"Lição Desconfortável"

 Amar é bom… se é… mas talvez a verdadeira questão nunca tenha sido o amor em si, mas a forma como uma mulher se perde dentro daquilo que deveria apenas atravessar.

Há uma imagem antiga, de uma precisão quase cruel, que resiste ao tempo precisamente por não necessitar de explicação: uma abelha a afogar-se em mel. À primeira vista, trata-se de uma contradição. Algo que deveria nutrir torna-se aquilo que impede o movimento. Algo que sustenta a vida transforma-se no meio onde a vida se extingue.

Mas esta imagem torna-se ainda mais inquietante quando se recupera um dado esquecido da história material do mundo: o mel foi, em certas civilizações antigas, utilizado como agente de conservação de cadáveres. A sua densidade, a sua composição e a sua capacidade antibacteriana permitiam suspender a decomposição, mantendo o corpo intacto, preservado, imóvel no tempo. Isto é, o mel não servia apenas para alimentar a vida — servia também para impedir a transformação da morte.

E é precisamente aqui que a metáfora deixa de ser apenas poética e passa a ser desconcertante.
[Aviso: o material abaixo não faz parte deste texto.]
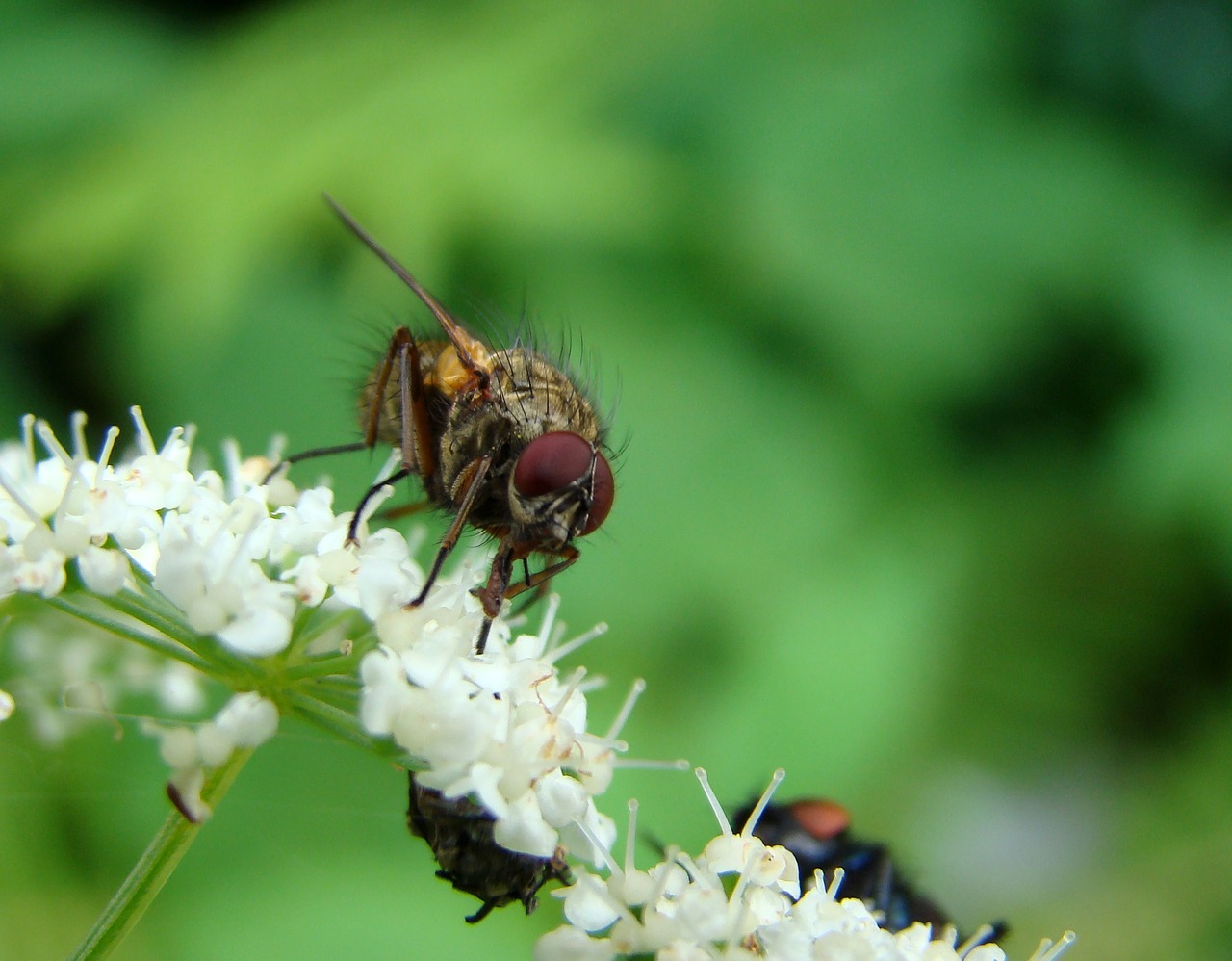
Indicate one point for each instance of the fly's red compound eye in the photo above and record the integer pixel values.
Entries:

Porque o mel não é apenas excesso de doçura. É também suspensão. É aquilo que conserva, que impede o fim visível, que mantém a forma quando a dinâmica já deveria ter seguido o seu curso. E o que é preservado em excesso deixa de viver — apenas permanece.

No plano humano, esta lógica é silenciosamente devastadora.
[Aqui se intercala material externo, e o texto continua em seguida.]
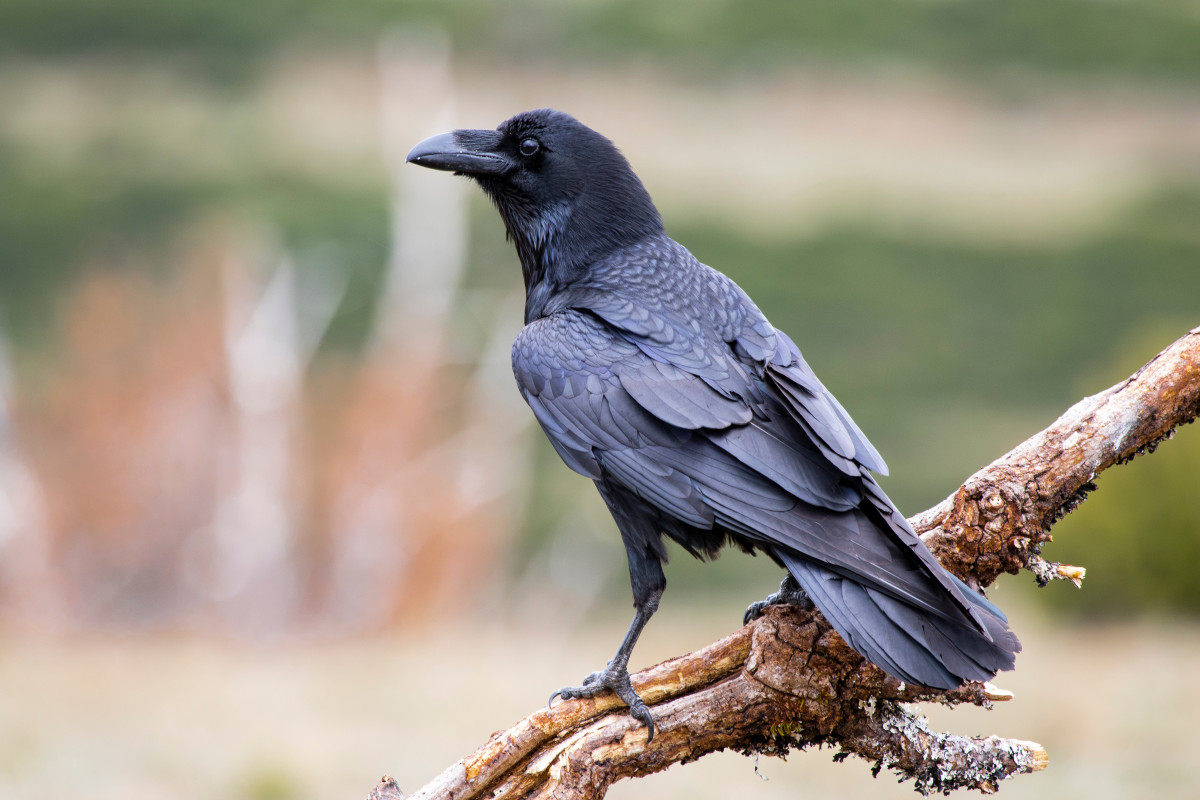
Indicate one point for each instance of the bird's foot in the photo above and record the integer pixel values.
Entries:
(790, 594)
(618, 683)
Há relações, vínculos e afetos que não se rompem por ausência de amor, mas por saturação do mesmo. Onde a presença deixa de ser encontro e passa a ser invasão contínua. Onde o cuidado deixa de ser gesto e se transforma em vigilância emocional. Onde a ligação deixa de permitir espaço interno e passa a ocupar integralmente a consciência, como um meio viscoso onde já não se distingue o dentro do fora.

E nesse ponto, o amor já não se reconhece como amor. Não porque desapareceu, mas porque perdeu as condições ontológicas da sua própria respiração.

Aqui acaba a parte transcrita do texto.